Note méthodologique


Question et hypothèse de recherche


La ePublication thématique «Jeux et enjeux diplomatiques franco-britanniques au sein de l’UEO (1954-1982)» est le résultat d’une exploitation scientifique des archives de l’UEO structurée autour de la question de recherche suivante: quelles ont été les positions française et britannique poursuivies dans l’enceinte de l’UEO sur des sujets majeurs de la sécurité et de la défense européennes?


La ePublication retient comme hypothèse de recherche que les positions défendues par la France comme par le Royaume-Uni au sein de l’UEO s’inscrivent dans la continuité de leurs orientations générales concernant le développement de la défense européenne: Paris soutient un dispositif proprement européen, rattaché aux Communautés européennes (CE), tandis que Londres privilégie l’OTAN. Les recherches documentaires ont permis d’examiner comment ces orientations stratégiques distinctes ont structuré les débats au sein de l’UEO sur les grandes questions de défense et de sécurité qui ont jalonné la période 1954-1982[1]. L’analyse des échanges entre le Conseil et l’Assemblée de l’UEO[2] sur les sujets de défense rend compte, de façon complémentaire, des dynamiques politiques intra-institutionnelles et de leurs influences sur les rapports franco-britanniques.
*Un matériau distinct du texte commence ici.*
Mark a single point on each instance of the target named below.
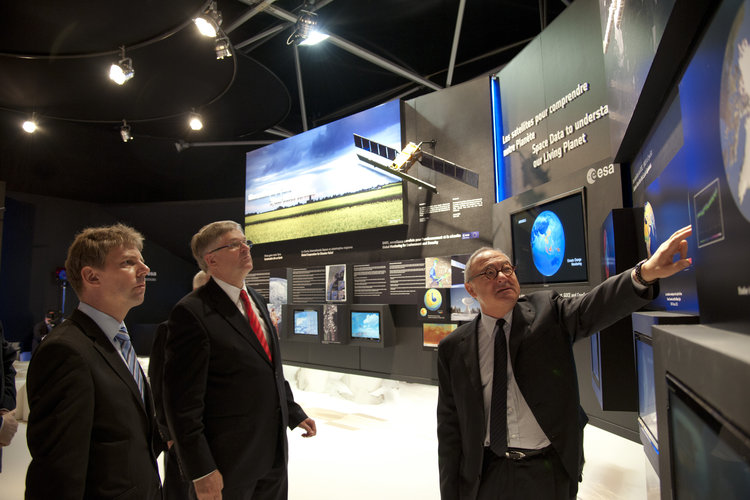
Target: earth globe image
(734, 109)
(649, 228)
(547, 243)
(433, 299)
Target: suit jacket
(156, 378)
(89, 433)
(7, 374)
(174, 484)
(7, 378)
(543, 330)
(227, 405)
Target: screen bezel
(354, 310)
(735, 438)
(540, 207)
(303, 309)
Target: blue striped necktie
(129, 353)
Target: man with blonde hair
(91, 431)
(226, 400)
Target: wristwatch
(638, 276)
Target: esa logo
(597, 173)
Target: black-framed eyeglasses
(491, 273)
(235, 245)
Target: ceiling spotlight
(222, 48)
(304, 28)
(314, 38)
(122, 71)
(195, 121)
(208, 23)
(30, 126)
(125, 132)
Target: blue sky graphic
(321, 162)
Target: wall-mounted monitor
(313, 184)
(710, 455)
(433, 333)
(303, 322)
(371, 325)
(335, 324)
(549, 240)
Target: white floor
(376, 440)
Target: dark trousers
(175, 486)
(541, 477)
(273, 486)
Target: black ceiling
(54, 58)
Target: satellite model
(401, 162)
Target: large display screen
(549, 241)
(710, 457)
(313, 184)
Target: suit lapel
(523, 315)
(231, 313)
(470, 354)
(110, 355)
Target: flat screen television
(365, 325)
(370, 325)
(334, 324)
(433, 333)
(710, 456)
(549, 240)
(313, 184)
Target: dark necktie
(252, 318)
(499, 402)
(129, 353)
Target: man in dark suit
(175, 486)
(92, 431)
(43, 328)
(510, 425)
(8, 424)
(226, 400)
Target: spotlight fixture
(222, 48)
(314, 38)
(122, 71)
(30, 126)
(195, 121)
(208, 23)
(125, 132)
(305, 29)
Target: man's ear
(90, 276)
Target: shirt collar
(488, 322)
(232, 291)
(109, 325)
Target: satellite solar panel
(432, 162)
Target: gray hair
(470, 263)
(207, 236)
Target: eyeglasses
(491, 273)
(235, 245)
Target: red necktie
(499, 401)
(252, 318)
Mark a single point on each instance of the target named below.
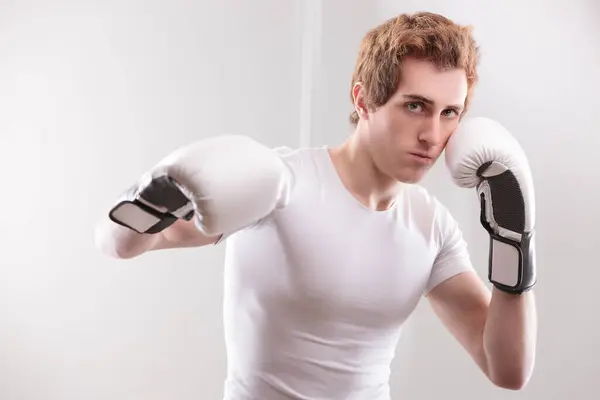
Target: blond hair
(423, 35)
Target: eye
(415, 107)
(450, 113)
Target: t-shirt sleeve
(453, 257)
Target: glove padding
(228, 182)
(482, 154)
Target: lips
(422, 156)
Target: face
(407, 134)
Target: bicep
(183, 234)
(461, 303)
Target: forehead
(425, 79)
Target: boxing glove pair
(225, 183)
(482, 154)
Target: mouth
(422, 156)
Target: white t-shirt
(316, 294)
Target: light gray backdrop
(94, 92)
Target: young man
(329, 250)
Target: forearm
(509, 338)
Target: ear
(360, 106)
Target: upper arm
(461, 303)
(183, 234)
(456, 293)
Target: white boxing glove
(482, 154)
(226, 182)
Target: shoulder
(430, 213)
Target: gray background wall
(92, 93)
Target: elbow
(511, 380)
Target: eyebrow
(430, 101)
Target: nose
(430, 133)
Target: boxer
(329, 249)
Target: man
(329, 250)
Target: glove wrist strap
(512, 264)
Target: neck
(362, 178)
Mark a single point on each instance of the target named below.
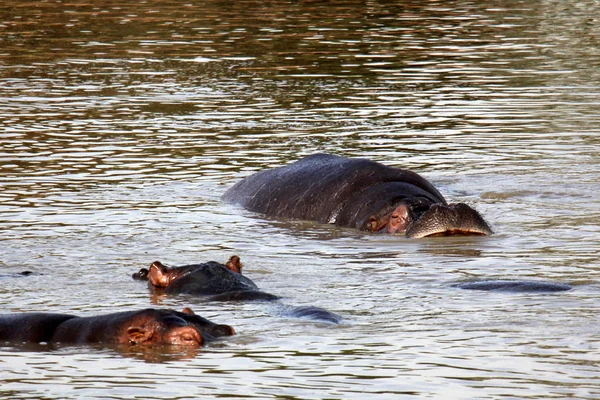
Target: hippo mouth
(454, 219)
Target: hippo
(518, 286)
(220, 282)
(356, 193)
(30, 327)
(143, 327)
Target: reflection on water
(122, 124)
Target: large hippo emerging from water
(357, 193)
(220, 282)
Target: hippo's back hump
(316, 186)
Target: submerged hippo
(519, 286)
(144, 327)
(205, 279)
(356, 193)
(30, 327)
(220, 282)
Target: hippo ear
(188, 311)
(138, 334)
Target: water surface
(121, 124)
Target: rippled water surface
(122, 123)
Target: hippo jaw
(453, 219)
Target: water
(122, 124)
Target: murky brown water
(121, 124)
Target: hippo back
(322, 186)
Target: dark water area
(122, 124)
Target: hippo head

L’ensemble des débats au sein de l’UEO, entre ses États membres ou ses organes politiques, fournissent une mise en perspective de la dépendance du processus d’établissement d’une défense européenne à l’égard des impulsions (ou des absences d’impulsion) du couple franco-britannique.


De façon plus spécifique, la sélection documentaire retenue dans la ePublication repose en premier chef sur une consultation et une analyse méthodique des archives de l’UEO. Celles-ci sont contrastées avec des documents diplomatiques nationaux. Cette confrontation vise d’une part, à identifier les constantes/variantes des positions de la France et du Royaume-Uni en fonction du cadre où elles sont exprimées (national/multilatéral), ainsi que les convergences/divergences entre les positions des deux pays. D’autre part, l’analyse de discours permet d’évaluer le rôle de l’organisation et ses compétences au regard de la reconnaissance d’une légitimité d’action par la France et/ou le Royaume-Uni ou, inversement, par la constatation d’expressions d’unilatéralité ou de l’importance d’autres organisations dans les thématiques traitées. Ces expressions sont attribuées principalement aux acteurs nationaux, ministres, ambassadeurs, et accessoirement aux organes mêmes de l’UEO. L’analyse de la documentation, et en particulier des discours des ministres ou des ambassadeurs, est opérée pour chacune des quatre thématiques retenues dans la ePublication.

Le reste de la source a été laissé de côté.